The first period-instrument CD recordings of Beethoven’s early Op. 18 quartets, the initial six of his eventual sixteen string quartets, performed by the Smithson String Quartet—Jaap Schroeder and Marilyn McDonald, violins; Judson Griffin, viola; and Kenneth Slowik, cello—resident artists of the Smithsonian Chamber Music Society from 1982–1991. Slowik’s accompanying essay discusses the works and their relationship to the late quartets of Haydn and Mozart.

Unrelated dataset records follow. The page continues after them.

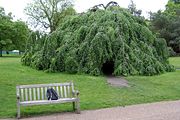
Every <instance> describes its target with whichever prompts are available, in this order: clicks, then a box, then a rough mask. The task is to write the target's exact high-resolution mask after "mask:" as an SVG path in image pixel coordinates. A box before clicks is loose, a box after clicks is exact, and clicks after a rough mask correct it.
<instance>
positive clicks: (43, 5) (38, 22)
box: [24, 0, 76, 32]
mask: <svg viewBox="0 0 180 120" xmlns="http://www.w3.org/2000/svg"><path fill="white" fill-rule="evenodd" d="M72 4H73V1H72V0H33V1H32V2H31V3H29V4H28V5H27V6H26V8H25V10H24V11H25V13H26V14H27V15H28V16H29V20H28V22H29V23H30V24H31V25H32V26H34V27H37V26H39V27H42V28H45V29H48V28H49V29H50V32H53V31H55V30H56V29H57V27H58V24H59V23H61V22H62V21H63V19H64V17H65V16H69V15H74V14H75V13H76V11H75V10H74V9H73V8H72V6H73V5H72Z"/></svg>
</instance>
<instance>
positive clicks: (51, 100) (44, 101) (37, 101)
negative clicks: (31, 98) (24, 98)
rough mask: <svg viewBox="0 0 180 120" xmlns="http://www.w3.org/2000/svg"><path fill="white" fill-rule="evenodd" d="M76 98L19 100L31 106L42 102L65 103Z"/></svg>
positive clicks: (24, 105) (43, 103) (23, 102)
mask: <svg viewBox="0 0 180 120" xmlns="http://www.w3.org/2000/svg"><path fill="white" fill-rule="evenodd" d="M77 100H78V99H77V98H63V99H58V100H37V101H25V102H20V105H22V106H31V105H42V104H53V103H54V104H55V103H66V102H76V101H77Z"/></svg>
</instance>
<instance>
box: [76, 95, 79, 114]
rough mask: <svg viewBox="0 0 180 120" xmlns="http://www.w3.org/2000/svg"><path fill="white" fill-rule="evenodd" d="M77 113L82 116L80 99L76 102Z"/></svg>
mask: <svg viewBox="0 0 180 120" xmlns="http://www.w3.org/2000/svg"><path fill="white" fill-rule="evenodd" d="M76 113H77V114H80V104H79V99H78V100H77V101H76Z"/></svg>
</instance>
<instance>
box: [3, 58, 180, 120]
mask: <svg viewBox="0 0 180 120" xmlns="http://www.w3.org/2000/svg"><path fill="white" fill-rule="evenodd" d="M174 59H175V60H174ZM176 59H177V60H176ZM170 61H171V62H172V64H177V65H178V63H180V59H179V58H172V60H170ZM173 61H176V62H175V63H173ZM126 79H128V81H129V83H130V85H131V87H128V88H119V87H112V86H109V85H108V84H107V82H106V80H105V78H104V77H95V76H89V75H71V74H65V73H45V72H43V71H37V70H34V69H32V68H29V67H26V66H22V65H21V63H20V58H18V57H2V58H0V118H14V117H16V85H22V84H44V83H58V82H67V81H71V80H73V81H74V83H75V88H76V89H78V90H79V91H80V100H81V101H80V104H81V109H82V110H87V109H99V108H107V107H114V106H126V105H131V104H140V103H149V102H157V101H165V100H177V99H180V94H179V93H180V70H178V71H176V72H171V73H165V74H162V75H159V76H151V77H145V76H131V77H127V78H126ZM21 108H22V109H21V113H22V116H23V117H28V116H34V115H43V114H52V113H57V112H67V111H72V104H70V103H69V104H56V105H42V106H30V107H21Z"/></svg>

CD recording of the first two of Beethoven’s five sonatas for piano and violoncello. Slowik’s accompanying essay discusses the genesis of these works and cellist Jean Pierre Duport’s contributions to them.
CD recording of two major Mahler works in arrangements made for Schönberg’s Verein für musikalische Privataufführungen [Society for Private Musical Performances], about 1920. The performances prominently feature the quartet of Nicolo Amati instruments from the Museum’s collection, and are based on study of annotated scores (discussed in Slowik’s accompanying essay) used by Willem Mengelberg, Mahler’s principle champion from 1904 to 1940.
CD recording of three of Luigi Boccherini’s 126 string quintets, played on five Stradivarius instruments from the Smithsonian collection: the Ole Bull and Greffuhle violins, the Axelrod viola, and the Servais and Marylebone cellos. Slowik’s cellist colleague is the legendary Dutch cellist and Boccherini specialist, Anner Bylsma. The recording includes the famous A-major Menuet used in the soundtrack to the original film The Ladykillers. Slowik’s accompanying essay discusses Boccherini’s singular importance in non-Viennese Classical-period chamber music.